INTRODUCTION
Plus que jamais, l’école est au cœur de la société française. Au point qu’une fiction reconstruisant le quotidien d’une classe « difficile » emporte la Palme d’or 2008 au Festival de Cannes. Entre les murs, de Laurent Cantet, entend montrer des recettes de profs. Recettes qui fonctionnent ou qui échouent, pour un film ancré dans la réalité de la classe. Un film qui brouille les catégories et montre cette vie scolaire avec distance et empathie. La distance de la caméra, la distance d’un film adapté d’un roman… et la proximité d’un prof écrivain, François Bégaudeau, qui écrit son propre rôle et le joue dirigé par un réalisateur lui-même fils d’instits, qui a passé sa jeunesse entre les murs d’une cour d’école. On s’extrait de la réalité tout en y étant de plain-pied. Et le spectateur apprécie.
En 2002, c’est un documentaire qui avait ému les foules. Avec son million d’entrées dans le monde dès 2004, Être et avoir, de Nicolas Philibert, a été un immense succès. Hier, les spectateurs venaient voir Jojo et son maître dans la petite école de Saint-Étiennesur-Usson, en Auvergne. Aujourd’hui, ils viennent voir une fiction réaliste se déroulant dans un collège du 20e arrondissement de Paris. Dans les deux cas, on sent bien que c’est le mystère de la classe qui attire le spectateur. Parce que, dans notre pays, l’école conserve une place fondamentale, après avoir joué un rôle central dans la construction de la nation. Alors, on ne demande qu’à voir et à entendre.

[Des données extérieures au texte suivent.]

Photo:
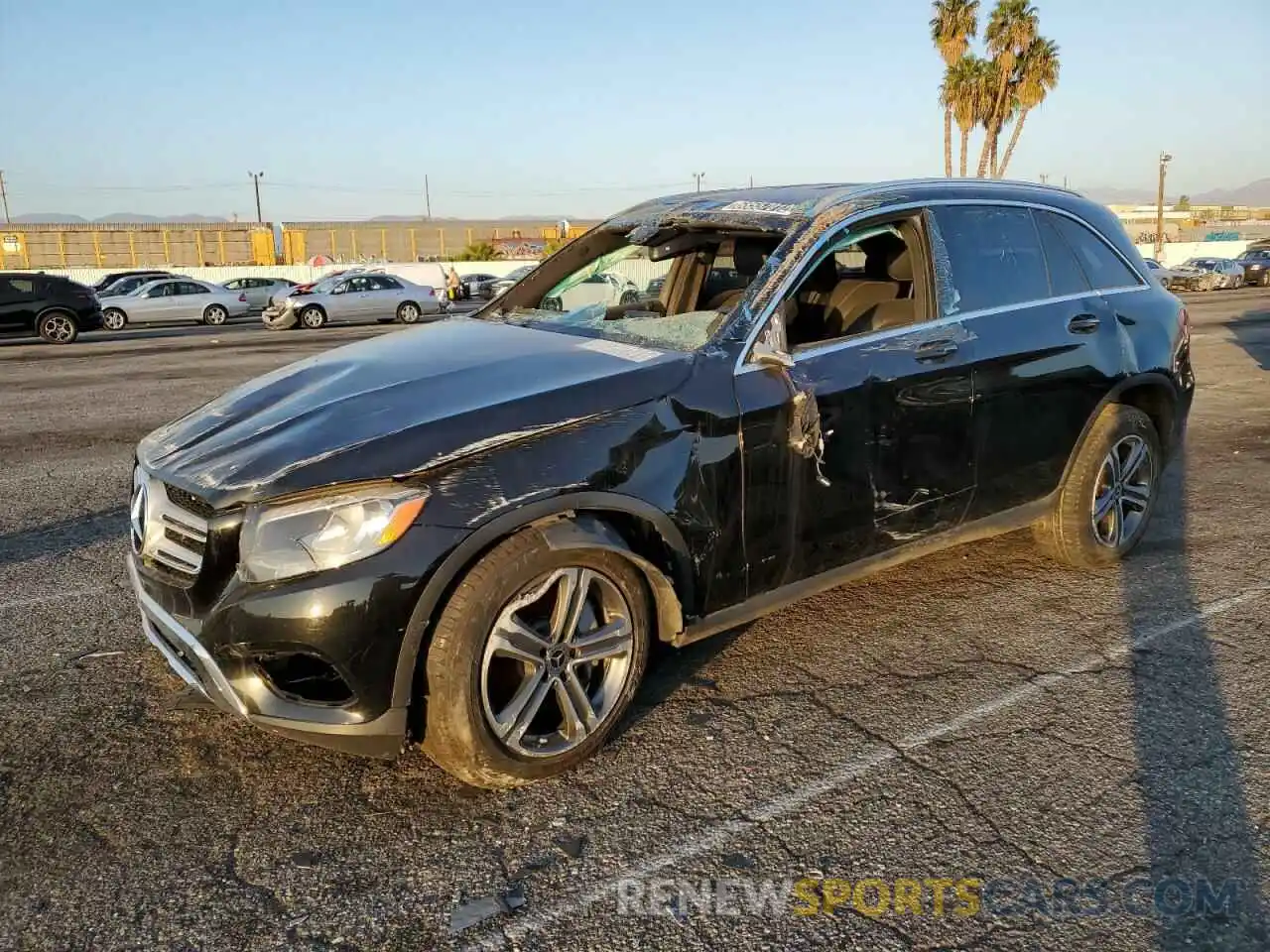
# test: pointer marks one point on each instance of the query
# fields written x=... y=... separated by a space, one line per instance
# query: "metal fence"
x=90 y=245
x=414 y=240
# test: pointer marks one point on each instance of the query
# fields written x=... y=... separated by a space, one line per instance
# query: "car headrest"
x=901 y=267
x=880 y=250
x=825 y=278
x=748 y=255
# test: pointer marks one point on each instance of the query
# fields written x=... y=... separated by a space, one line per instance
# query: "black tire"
x=312 y=317
x=58 y=327
x=457 y=735
x=1072 y=534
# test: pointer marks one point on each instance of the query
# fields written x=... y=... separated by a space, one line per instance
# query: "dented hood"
x=400 y=404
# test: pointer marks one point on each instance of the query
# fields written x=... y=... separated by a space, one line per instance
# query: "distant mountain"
x=130 y=218
x=1255 y=193
x=117 y=218
x=49 y=218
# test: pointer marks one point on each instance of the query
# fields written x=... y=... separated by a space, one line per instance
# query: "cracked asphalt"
x=980 y=714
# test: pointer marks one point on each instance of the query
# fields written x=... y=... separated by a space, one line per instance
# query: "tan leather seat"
x=849 y=313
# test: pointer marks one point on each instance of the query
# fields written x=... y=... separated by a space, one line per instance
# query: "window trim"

Les débats autour des méthodes de lecture, de la formation des maîtres, des programmes à enseigner au primaire, plus spécialement lorsqu’il s’agit de débattre de la place de l’orthographe ou de la grammaire, n’en finissent plus d’intéresser – voire de passionner – les foules. Mais ils sont souvent faussés car trop politisés. Dès qu’une voix s’élève, il faut l’attribuer à un camp. Qui parle ? Un républicain ou un pédagogue ? Un « réac » ou un progressiste ? À force de vouloir assigner le débat à résidence politique, on le sclérose. À force de le contraindre à entrer dans des cases, on le caricature. La réalité de l’école est tout autre, et nous allons tenter de la présenter en esquissant le profil de ses acteurs principaux, ceux qui la font vivre au jour le jour, et surtout à travers le portrait de ceux qui dessinent l’école du troisième millénaire : les nouveaux maîtres.
Une culture différente
Citadelles assiégées, les salles des profs hier tenues par les anciens sont en train de tomber aux mains des nouveaux. Ici et là, ils commencent même à devenir noyau central, voire majoritaires. Place donc à ces enseignants tout neufs, qui présentent un nouveau profil et sont capables, nous en faisons le pari, de changer l’école.
Il y a eu les « nouveaux publics », ces vagues d’élèves qui ont successivement envahi le collège et le lycée, et qui colonisent aujourd’hui l’enseignement supérieur, au fil d’une démocratisation des échelons du système scolaire. Aujourd’hui, c’est de l’autre côté du bureau qu’a lieu le changement. Ils étaient 22 000 en 2008 à décrocher un très exigeant concours d’aptitude à l’enseignement, dont le taux moyen de réussite est inférieur à 15 %, et ils s’installent peu à peu dans une institution qui voit partir les bataillons d’anciens. Les « historiques » qui leur laissent la place ont été les artisans de ces démocratisations successives. Arrivés à l’aube des années 1970, ils ont assuré l’instruction des « nouveaux collégiens » (qui, quelques décennies plus tôt, se seraient arrêtés à la fin de la communale) et raccrochent aujourd’hui, faisant valoir leur droit à la retraite. Jamais le monde enseignant n’a connu un tel bouleversement. En nombre, d’abord, puisque selon les prévisions les plus vraisemblables, 135 000 des enseignants de la maternelle aux classes supérieures de lycée vont définitivement ranger la trousse entre 2008 et 2012, soit 15 % des effectifs. La moyenne annuelle des départs sera de 27 000 d’ici à cette date. Autrement dit, 44 % de ceux qui étaient là en 2002 seront partis dans une décennie.